El ruido de la descarga llegó hasta el negro a la segunda zancada tras pasar el umbral de la gruta. Vio caer a sus cuatro compañeros. Los sicarios aún no se percataban de su carrera. Descendía descamisado con el machete mocho en la diestra y el tosco trabuco en la siniestra. A la cuarta zancada el teniente y el gallego advirtieron su presencia.

- ¡Coño...!

- ¡Hostias...!

Sin detenerse, se orientó por las voces para girar un instante la cabeza y disparar el trabuco extendiendo el fibroso brazo. El oficial cayó hacia atrás alcanzado en el abdomen. Alciro no lo vio, pues con la sexta zancada ya estaba encima del primero de los fusileros, quienes ahora miraban sobrecogidos hacia el costado derecho.

El primer blanco consiguió rotar el tórax. No tuvo tiempo para más. Ni para levantar los brazos. La afilada mocha se llevó todo su rostro. Desde las cejas hasta el cuello. Le quedaban 15 minutos de vida. Sufriendo. E iba a ser él último en morirse allí esa tarde.

El segundo voluntario pudo haber parado un tajo semejante, pues levantó el fusil con ambas manos en defensa. Pero el corto machete le vino a contramano desde abajo. El filo superior le abrió el cuello. Tan rápido, que le dejó muy poco de la sangre del vecino descarado.

El tercer criollo llegó a recargar el arma. Mas no pudo posicionarla para disparar. El negro le apartó el fusil con un golpe de trabuco, hincó una rodilla y le cercenó una pierna al guardia rural de un machetazo. En el instante en que el blanco se hacía más corto, el negro se levantó y le abrió el cráneo en dos con un tajo vertical. La mocha se quedó trabada en la cabeza. El negro no logró retenerla en su mano húmeda.

Recargando el rifle con la torpeza del pánico, el cuarto ejecutor se echaba atrás para ganar espacio con el que apuntar. Alciro le arrojó el trabuco, y con la misma desenfundó su propio paraguayo. El guardia dio un traspié tratando de evadir el trabuco. En tanto que iba a dar al suelo, disparó su arma sin efecto.
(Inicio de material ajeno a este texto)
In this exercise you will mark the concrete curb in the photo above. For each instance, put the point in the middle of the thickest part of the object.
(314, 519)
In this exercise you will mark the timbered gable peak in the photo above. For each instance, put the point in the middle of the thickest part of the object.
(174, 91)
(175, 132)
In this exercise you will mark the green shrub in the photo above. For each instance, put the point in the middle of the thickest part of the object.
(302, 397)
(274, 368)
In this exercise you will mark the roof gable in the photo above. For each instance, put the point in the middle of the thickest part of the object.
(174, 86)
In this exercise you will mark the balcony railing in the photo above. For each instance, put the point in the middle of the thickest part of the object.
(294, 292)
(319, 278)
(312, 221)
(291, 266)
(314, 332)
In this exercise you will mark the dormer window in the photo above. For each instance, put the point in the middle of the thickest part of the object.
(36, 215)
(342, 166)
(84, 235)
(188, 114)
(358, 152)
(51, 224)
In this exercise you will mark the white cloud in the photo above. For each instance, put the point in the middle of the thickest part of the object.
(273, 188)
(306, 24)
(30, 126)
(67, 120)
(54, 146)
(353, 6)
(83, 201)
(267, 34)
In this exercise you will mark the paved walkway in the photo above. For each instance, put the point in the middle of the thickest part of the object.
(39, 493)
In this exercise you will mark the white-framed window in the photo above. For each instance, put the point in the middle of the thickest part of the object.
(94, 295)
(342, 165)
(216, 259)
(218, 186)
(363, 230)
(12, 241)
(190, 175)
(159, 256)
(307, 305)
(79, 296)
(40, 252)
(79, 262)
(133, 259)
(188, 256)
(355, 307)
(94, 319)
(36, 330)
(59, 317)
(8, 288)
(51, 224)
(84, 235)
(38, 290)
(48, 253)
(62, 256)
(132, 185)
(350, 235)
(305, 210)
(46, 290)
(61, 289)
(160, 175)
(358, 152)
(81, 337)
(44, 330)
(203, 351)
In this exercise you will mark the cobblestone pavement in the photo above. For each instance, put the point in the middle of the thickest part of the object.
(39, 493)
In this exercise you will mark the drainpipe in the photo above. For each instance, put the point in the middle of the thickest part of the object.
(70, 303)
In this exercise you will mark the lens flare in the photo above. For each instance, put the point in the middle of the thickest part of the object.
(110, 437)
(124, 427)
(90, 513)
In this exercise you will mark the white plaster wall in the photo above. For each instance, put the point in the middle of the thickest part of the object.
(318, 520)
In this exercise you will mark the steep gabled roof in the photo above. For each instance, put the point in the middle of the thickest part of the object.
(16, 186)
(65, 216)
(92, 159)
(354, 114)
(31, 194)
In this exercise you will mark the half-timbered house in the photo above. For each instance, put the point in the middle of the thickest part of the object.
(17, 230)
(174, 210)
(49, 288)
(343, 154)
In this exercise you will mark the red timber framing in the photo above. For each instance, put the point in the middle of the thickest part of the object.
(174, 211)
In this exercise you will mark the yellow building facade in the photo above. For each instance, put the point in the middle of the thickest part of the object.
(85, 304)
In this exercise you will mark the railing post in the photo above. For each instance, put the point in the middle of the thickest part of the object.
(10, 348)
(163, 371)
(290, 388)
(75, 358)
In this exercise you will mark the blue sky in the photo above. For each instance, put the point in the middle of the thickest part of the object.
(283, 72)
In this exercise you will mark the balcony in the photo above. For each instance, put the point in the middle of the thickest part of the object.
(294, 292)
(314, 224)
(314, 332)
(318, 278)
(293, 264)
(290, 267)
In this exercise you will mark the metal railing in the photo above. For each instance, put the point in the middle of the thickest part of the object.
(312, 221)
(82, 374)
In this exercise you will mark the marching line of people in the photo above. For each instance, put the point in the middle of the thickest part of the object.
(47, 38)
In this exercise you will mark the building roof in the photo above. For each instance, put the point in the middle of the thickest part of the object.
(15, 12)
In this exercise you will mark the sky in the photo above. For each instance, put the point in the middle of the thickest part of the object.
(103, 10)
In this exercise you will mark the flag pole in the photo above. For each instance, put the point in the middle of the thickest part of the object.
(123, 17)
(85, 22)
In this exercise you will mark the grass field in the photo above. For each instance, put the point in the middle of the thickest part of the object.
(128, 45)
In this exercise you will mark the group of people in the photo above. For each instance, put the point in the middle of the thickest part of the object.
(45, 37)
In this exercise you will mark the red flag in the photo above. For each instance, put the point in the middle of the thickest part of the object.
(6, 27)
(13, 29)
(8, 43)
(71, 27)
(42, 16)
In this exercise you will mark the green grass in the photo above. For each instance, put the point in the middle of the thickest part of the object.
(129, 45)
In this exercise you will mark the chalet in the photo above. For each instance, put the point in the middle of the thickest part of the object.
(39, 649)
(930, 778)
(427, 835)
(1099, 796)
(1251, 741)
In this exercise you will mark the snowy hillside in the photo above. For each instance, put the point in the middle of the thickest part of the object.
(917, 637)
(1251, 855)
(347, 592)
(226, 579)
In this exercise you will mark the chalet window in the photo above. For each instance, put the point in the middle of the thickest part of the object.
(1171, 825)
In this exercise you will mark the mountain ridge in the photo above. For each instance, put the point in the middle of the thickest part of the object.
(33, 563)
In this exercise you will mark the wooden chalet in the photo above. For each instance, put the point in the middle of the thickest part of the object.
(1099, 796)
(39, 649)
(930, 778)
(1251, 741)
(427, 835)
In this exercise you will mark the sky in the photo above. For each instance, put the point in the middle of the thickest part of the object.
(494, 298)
Eso le salvó la vida. De seguir en pie lo hubiera alcanzado el penúltimo proyectil de revolver del gallego, tirador histérico desde alguna distancia. El blanco procuró alejarse afincando en la tierra los tacones de sus botas y quiso recargar el arma una vez más. Mas el negro le aplastó la ingle con un pie, sujetó el fusil con la izquierda y le hundió el largo machete en diagonal, desde abajo de las costillas hasta el corazón, dejándole caer todo el peso de su cuerpo. Fue ahí que le pasó silbando por encima la última bala del último blanco.

A diez pasos de la muerte el español pensó en correr. Desistió de inmediato ante la certeza de que el negro lo alcanzaría sin remedio. Supuso que podría intentar agarrar el arma del teniente. Pero lo hizo temblar la idea de darle la espalda al fornido negro que, machete en mano, se estremecía respirando agitado con el torso desnudo cubierto de sangre. Incapaz de reaccionar dejó caer el revolver, y lo vio venir. El negro se volvió más grande en cuestión de segundos. Luego hubo un ruido seco, como cuando se cortan varias cañas juntas. El mundo le dio vueltas, y la mente ibérica no supo procesar las rotaciones de imágenes que captaban los ojos. Sólo cuando la cabeza por fin se detuvo, a dos metros del cuerpo, retornó la imagen fija. Pero ya daba igual, el cerebro se le apagaba sin suministro de sangre.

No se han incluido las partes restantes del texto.